Christchurch Earthquake Rebuild


Customer: CERA / NZTA / CCC

Location: Christchurch, New Zealand

Contract type:  Alliance 

Construction Period: 6 years


Project Capabilities

Civil Pipelines Roads & Bridges

Fast Facts

  • 51 km water reticulation
  • 528km sewers
  • 100km stormwater
  • 1021km roading
  • 150 retaining walls
  • 100 pump stations

McConnell Dowell, as a part of the Stronger Christchurch Infrastructure Rebuild Team (SCIRT), is rebuilding Christchurch’s earthquake damaged infrastructure, undertaking the biggest civil construction program in New Zealand’s history. Consecutive earthquakes in September 2010 and February 2011 inflicted a significant amount of damage throughout the city.

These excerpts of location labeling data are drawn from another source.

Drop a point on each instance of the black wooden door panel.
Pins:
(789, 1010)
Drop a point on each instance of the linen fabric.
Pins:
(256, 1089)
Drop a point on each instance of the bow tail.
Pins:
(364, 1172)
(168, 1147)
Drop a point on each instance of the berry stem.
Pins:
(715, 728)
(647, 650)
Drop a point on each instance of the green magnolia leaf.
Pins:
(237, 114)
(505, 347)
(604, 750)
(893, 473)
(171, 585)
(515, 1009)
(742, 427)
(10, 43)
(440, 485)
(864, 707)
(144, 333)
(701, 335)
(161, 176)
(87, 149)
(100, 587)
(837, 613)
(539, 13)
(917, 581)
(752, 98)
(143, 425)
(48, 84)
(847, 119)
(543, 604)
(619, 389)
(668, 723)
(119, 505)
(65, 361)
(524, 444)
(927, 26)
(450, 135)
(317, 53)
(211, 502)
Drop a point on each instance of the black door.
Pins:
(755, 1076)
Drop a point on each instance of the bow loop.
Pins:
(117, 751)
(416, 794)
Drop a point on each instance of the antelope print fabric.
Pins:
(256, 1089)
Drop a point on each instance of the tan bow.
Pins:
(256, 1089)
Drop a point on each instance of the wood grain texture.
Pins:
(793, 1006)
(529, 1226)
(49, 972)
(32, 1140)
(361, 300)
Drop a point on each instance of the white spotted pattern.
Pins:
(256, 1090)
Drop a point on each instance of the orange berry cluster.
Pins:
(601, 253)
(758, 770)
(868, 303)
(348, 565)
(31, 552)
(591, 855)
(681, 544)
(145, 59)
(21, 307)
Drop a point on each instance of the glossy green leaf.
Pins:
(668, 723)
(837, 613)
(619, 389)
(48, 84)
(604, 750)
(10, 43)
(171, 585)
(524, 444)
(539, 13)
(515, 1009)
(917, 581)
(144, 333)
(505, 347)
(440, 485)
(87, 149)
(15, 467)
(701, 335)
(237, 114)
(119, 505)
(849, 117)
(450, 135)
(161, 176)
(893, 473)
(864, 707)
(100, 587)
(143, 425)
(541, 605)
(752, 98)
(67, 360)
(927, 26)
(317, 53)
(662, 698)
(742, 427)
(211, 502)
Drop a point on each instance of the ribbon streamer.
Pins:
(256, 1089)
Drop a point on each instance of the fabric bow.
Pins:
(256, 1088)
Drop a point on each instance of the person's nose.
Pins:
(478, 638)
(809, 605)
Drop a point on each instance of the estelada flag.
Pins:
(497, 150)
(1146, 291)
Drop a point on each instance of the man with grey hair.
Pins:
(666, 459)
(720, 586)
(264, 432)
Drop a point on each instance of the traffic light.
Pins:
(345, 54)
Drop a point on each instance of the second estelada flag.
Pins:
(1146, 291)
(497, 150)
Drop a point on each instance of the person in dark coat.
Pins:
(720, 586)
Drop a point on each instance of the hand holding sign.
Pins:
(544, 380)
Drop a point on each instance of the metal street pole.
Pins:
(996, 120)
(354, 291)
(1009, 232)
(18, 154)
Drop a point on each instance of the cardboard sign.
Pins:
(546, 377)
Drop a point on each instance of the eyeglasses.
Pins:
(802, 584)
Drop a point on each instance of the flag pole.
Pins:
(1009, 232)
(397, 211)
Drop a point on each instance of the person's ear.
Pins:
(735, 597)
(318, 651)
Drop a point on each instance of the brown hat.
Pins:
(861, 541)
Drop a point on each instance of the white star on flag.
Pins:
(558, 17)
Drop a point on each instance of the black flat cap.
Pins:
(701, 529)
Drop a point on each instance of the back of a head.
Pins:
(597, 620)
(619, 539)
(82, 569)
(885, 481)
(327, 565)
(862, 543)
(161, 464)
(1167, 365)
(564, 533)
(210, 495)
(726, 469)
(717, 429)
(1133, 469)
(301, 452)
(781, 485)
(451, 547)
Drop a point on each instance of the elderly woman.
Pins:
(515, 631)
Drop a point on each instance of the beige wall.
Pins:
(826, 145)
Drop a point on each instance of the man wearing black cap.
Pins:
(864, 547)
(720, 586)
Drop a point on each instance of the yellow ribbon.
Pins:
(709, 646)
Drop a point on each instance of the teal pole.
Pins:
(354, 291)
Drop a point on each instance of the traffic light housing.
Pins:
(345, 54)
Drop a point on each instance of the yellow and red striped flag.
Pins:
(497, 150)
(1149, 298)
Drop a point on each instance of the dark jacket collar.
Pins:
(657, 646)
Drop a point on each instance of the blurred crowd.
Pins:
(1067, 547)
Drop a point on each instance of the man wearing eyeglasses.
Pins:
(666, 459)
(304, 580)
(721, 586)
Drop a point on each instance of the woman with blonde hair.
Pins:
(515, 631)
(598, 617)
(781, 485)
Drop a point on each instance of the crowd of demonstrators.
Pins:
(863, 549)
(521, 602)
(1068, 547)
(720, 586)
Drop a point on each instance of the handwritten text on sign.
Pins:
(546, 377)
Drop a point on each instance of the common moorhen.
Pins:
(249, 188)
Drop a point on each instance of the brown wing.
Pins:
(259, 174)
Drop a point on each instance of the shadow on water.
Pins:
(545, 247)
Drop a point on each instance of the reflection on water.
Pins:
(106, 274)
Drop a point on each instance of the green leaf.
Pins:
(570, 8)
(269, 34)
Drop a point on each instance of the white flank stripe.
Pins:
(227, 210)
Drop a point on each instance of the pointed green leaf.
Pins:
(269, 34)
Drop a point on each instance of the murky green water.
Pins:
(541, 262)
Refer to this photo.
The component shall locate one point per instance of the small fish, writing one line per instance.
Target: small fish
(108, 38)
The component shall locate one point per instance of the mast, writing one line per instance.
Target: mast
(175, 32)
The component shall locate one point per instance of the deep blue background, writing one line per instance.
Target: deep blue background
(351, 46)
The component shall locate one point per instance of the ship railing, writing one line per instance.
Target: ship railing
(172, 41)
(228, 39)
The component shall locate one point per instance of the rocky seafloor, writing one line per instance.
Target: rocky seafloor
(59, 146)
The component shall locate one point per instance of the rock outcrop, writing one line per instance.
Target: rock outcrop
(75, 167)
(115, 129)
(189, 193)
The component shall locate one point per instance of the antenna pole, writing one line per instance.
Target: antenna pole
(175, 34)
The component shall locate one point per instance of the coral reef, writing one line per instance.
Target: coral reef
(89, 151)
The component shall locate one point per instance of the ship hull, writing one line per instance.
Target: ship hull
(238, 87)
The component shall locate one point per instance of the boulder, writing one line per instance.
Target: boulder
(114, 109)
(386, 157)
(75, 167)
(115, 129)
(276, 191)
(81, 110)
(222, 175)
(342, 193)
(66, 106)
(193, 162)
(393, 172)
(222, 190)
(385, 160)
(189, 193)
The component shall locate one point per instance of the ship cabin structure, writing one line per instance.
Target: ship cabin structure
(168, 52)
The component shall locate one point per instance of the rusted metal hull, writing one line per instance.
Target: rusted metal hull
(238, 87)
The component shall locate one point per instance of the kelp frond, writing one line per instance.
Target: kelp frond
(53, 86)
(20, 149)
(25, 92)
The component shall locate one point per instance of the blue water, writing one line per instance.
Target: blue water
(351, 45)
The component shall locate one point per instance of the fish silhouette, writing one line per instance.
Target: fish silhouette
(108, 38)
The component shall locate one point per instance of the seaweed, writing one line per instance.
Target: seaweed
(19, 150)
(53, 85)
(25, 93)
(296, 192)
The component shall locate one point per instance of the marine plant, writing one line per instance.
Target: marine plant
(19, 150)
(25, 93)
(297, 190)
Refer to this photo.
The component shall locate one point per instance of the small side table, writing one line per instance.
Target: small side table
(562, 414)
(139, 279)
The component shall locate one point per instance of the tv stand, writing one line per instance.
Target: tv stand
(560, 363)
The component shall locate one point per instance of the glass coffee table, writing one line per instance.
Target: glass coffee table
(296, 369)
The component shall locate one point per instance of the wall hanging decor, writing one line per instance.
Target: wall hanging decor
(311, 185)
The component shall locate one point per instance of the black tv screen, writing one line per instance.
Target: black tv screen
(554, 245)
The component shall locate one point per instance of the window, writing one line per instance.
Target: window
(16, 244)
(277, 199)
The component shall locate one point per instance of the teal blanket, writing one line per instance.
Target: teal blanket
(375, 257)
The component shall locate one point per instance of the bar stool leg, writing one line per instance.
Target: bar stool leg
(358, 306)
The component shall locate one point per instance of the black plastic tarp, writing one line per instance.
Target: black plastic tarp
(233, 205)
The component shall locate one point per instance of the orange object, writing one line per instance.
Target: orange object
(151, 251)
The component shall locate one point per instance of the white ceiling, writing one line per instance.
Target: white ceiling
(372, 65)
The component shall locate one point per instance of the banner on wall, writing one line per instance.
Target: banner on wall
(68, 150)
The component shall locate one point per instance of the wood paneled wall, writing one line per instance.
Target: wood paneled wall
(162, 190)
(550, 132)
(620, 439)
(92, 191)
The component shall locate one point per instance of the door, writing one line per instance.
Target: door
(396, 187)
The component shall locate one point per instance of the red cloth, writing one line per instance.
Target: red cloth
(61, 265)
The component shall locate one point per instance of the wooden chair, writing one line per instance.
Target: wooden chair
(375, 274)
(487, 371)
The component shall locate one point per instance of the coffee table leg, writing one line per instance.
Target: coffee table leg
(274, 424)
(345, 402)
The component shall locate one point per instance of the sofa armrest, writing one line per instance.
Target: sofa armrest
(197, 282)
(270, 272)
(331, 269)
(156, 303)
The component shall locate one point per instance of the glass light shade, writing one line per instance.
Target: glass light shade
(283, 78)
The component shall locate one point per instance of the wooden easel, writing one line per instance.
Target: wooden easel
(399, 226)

The main works being undertaken by the McConnell Dowell team include network drainage works, roading, kerbing, stormwater and water main repair, pump station construction, repairs to retaining walls, pressure wastewater installation involving the replacement of a new sewer main and installation of pumps on private properties, vacuum wastewater reticulation and vacuum station construction.

The Challenge

With works expected in excess of NZ$100 million per year over five years, resource allocation and works planning are key challenges for the management team. Local resources are strained, meaning many subcontractors have been drawn from other areas around New Zealand and internationally. Differing health and safety, environmental and quality standards mean extensive training is required for these crews. With much of the SCIRT projects centred in residential areas, stakeholder management has been a key focus of the SCIRT project team. Months of disruption caused by repair works has placed additional strain on residents already stressed by sometimes extreme property damage.

The Solution

The scale of rebuilding works requires a detailed planning process and the programme of works is prioritised against set criteria and each delivery team is awarded a percentage of work based on their performance in Key Results Areas (KRAs) against a 20% baseline. This approach provides a strategic city-wide perspective to minimise the impact on the people of Christchurch and create value for money. Significant projects include:

  • Wairakei Diversion – Construction of a new pipe running through Fendalton. The project required repair work to water supply and stormwater infrastructure, including the installation of an 825 mm dia concrete main trunk sewer and 150 mm dia collector, plus kerb and channel by dig and lay methods, and the upgrade of the road along the 1 km pipe route.
  • Gayhurst Road Bridge - Construction of a temporary pedestrian and cycle bridge and demolition of the existing bridge. McConnell Dowell, in conjunction with the designers, developed an alternative design using pre-cast panels that were cantilevered onto the bridge, which expedited the programmed works, and reduced the environmental risks of working over water.
  • Carlton Mill Footbridge needed to be repaired in a manner that would preserve the bridge’s heritage.
  • Southern Relief, Linwood – A large scale project with works centred on Worcester Street and Woodham Road. The dig and relay of the 1.6 m x 1.2 m concrete pipe takes wastewater from approximately 200,000 households around Christchurch to the Bromley Treatment Plant and is essential to the wastewater network in Christchurch.

Key to Success

Close interaction with residents, businesses and developers is a key element of McConnell Dowell’s approach to support the rebuild of Christchurch. We have developed a number of innovations to minimise disruption to residents and provide safe and resilient infrastructure. We have constructed a section of Orion’s 66 kV underground power service and introduced a Cured in Place Pipe (CIPP) to support stormwater repairs on Christchurch’s port hills and installed a vacuum wastewater system in the residential suburb of Shirley - the first area of the South Island to use such technology.